WHRO has previously reported that the Supreme Court of Virginia has put a moratorium on eviction court cases until at least April 26. That means landlords currently cannot evict their tenants.
State law identifies people living in hotels for more than 90 consecutive days as tenants. Therefore, they are also currently protected from evictions. However, anyone living in a hotel for fewer than 91 days has no protections.
“It’s a bad policy for us to be kicking someone out just because they are living in something that is a hotel instead of an apartment building,” said Christine Marra, the director of housing advocacy at the Virginia Poverty Law Center.
Marra said the 90-day rule is arbitrary and the protection should cover anyone living in a hotel or motel, regardless of the time period.
She said the law used to address hotel or motel stays of 30 days. However when the Virginia Housing Commission tried to change the rule in 2012, a resulting compromise was the current law, she said.
“I made a mistake," Marra said. "I didn’t realize how bad a policy this was when I was part of the team that negotiated it. The compromise that we reached is now creating homelessness unnecessarily in the middle of a public health crisis.”
WHRO asked Pam Kestner, the deputy director of housing at the Virginia Department of Housing and Community Development, if the state is doing anything to help people living in hotels. She said local homeless organizations receive funding to help deal with problems involving homelessness. She said hotel residents seem to be missing out on the funding and housing coverage and that she will seek more information about the problem.
Multiple Hampton Roads residents who have been living in hotels or motels for fewer than 91 days said they are close to becoming homeless. And they are struggling to find other shelter options.
Ashlie Williams, her boyfriend and three children — including a seven-month-old daughter — moved into a Motel 6 in Norfolk about two months ago after leaving their apartment because of rat and roach infestations. They planned on staying at the motel while they searched for an apartment.
Then Williams, 28, was laid off her job at a Subway restaurant, and her boyfriend lost work at a cabinet company. They have not yet received their unemployment benefits and are now struggling to make weekly hotel payments of $300.
“When everything gets ripped from under your feet like that, it’s just crazy,” she said. "We're just stuck right now."

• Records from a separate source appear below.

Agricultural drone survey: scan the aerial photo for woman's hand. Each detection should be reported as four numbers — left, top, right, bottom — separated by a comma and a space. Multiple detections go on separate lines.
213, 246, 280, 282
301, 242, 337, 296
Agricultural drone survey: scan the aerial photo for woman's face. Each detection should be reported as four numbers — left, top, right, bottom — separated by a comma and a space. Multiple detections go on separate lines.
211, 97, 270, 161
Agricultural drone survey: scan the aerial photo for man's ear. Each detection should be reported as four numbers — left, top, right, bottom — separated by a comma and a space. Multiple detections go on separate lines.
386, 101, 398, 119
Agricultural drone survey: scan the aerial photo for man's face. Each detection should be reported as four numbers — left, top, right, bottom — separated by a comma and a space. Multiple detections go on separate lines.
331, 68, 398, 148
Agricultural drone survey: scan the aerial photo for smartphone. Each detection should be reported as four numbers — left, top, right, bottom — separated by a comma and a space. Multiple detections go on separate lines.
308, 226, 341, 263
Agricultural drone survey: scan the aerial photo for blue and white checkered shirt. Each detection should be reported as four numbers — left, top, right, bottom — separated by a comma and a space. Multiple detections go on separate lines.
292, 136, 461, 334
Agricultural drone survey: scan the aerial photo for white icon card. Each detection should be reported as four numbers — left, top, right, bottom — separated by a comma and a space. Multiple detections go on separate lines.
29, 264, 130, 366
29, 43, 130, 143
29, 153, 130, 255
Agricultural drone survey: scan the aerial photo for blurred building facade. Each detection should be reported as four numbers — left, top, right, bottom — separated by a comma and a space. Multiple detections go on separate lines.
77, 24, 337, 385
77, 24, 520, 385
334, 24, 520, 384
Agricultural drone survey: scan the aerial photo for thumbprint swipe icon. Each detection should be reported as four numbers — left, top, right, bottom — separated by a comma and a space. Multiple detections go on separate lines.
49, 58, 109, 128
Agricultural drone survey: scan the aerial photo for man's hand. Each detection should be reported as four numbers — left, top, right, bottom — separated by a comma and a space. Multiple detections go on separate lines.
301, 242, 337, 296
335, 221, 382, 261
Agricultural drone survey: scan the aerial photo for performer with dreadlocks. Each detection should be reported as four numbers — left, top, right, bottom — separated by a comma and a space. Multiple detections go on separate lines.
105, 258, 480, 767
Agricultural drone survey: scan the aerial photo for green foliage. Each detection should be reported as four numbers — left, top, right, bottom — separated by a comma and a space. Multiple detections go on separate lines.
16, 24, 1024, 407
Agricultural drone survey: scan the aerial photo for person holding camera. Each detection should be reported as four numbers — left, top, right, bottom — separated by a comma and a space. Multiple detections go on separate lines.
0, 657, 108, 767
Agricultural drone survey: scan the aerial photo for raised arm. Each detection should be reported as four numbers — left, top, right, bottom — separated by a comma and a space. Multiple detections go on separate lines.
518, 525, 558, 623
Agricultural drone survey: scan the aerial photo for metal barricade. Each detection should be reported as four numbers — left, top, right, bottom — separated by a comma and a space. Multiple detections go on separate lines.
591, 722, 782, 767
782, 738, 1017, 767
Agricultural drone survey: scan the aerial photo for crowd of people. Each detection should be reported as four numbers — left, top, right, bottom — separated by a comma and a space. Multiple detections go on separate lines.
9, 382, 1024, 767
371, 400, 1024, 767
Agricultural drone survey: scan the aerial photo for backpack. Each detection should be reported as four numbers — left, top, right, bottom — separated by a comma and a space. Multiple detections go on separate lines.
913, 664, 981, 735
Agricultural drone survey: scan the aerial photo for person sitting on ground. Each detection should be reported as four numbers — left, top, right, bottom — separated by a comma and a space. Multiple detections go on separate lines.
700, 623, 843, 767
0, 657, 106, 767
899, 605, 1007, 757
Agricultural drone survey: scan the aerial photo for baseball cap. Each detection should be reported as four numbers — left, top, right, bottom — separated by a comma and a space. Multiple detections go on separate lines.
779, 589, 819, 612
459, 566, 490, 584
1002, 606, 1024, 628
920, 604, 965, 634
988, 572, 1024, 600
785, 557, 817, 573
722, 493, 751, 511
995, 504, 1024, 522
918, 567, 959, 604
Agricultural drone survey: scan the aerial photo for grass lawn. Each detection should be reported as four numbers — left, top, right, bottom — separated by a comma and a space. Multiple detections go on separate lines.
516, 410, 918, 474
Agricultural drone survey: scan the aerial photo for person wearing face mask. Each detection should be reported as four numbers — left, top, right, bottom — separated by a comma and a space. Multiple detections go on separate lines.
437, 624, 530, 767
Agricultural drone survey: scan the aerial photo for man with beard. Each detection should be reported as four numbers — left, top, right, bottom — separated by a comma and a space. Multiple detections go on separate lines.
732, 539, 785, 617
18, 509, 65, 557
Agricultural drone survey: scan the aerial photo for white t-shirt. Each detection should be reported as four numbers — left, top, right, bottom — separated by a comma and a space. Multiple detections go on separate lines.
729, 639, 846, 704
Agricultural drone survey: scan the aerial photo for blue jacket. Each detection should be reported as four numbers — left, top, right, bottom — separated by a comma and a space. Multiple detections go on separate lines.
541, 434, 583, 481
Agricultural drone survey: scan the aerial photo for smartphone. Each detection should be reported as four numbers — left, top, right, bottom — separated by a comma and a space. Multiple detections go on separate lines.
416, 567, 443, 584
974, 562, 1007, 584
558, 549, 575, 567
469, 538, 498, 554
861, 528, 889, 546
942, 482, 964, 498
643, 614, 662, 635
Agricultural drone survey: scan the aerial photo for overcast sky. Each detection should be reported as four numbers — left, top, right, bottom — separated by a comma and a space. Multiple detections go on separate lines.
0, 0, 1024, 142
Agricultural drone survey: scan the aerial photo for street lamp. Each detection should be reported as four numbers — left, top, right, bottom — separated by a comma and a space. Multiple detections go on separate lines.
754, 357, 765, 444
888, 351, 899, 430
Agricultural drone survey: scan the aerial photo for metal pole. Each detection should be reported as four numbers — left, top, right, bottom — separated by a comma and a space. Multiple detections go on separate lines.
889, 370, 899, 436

Markeeda Jones is receiving unemployment, but she said much of the money is covering her 17-year-old son’s stay at a mental institution. That leaves Jones with about $50 of income a week when she has to pay $60 a night for the hotel room.
Homeless shelters and Hampton Roads crisis hotline workers have told her there is no availability at shelters because of an uptick in homeless people looking for housing. Some shelters have also closed for social distancing reasons, further limiting shelter availability.
Jones said her only option now is wake up early every morning and begin calling non-profits for money or other assistance. The approach has helped her stay at the hotel for over a week so far. She is afraid it won't continue much longer.
“You never know when you might be able to come across that resource,” Jones said.
Non-profits, such as ForKids Inc. and United Way of South Hampton Roads, accept donations that go toward housing insecure and homeless people.
Editor's Note: Marra initally said people living in hotels or motels for at least 90 days are tenants under Virginia law. She later clarified that people must live in a hotel or motel for more than 90 days to be a tenant.